Equilibrium in the AD-AS model is where aggregate demand and short-run aggregate supply intersect. That point gives the short-run equilibrium price level and real output.
What is short-run equilibrium in AD-AS?
Short-run equilibrium occurs where the aggregate quantity of output demanded equals the aggregate quantity of output supplied, shown by the intersection of AD and SRAS.
What is long-run equilibrium in AD-AS?
Long-run equilibrium occurs when AD and SRAS intersect on LRAS at the full-employment level of real output. At that point, current output equals potential output.
What is an inflationary output gap?
An inflationary output gap occurs when short-run equilibrium output is above full-employment output, so the AD-SRAS intersection is to the right of LRAS. It is also called a positive output gap.

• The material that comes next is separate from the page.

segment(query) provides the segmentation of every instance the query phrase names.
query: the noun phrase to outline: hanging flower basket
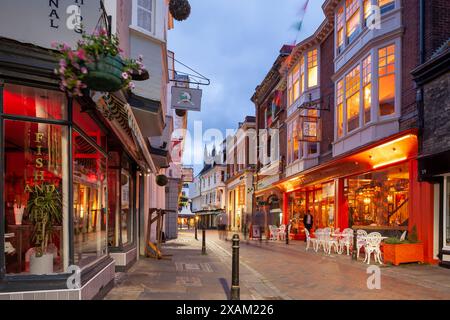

What is a recessionary output gap?
A recessionary output gap occurs when short-run equilibrium output is below full-employment output, so the AD-SRAS intersection is to the left of LRAS. It is also called a negative output gap.
How should I label an AD-AS graph on the AP Macro exam?
Label the vertical axis Price Level and the horizontal axis Real GDP. Show AD, SRAS, and LRAS clearly, then mark the equilibrium price level and output with dashed lines if needed.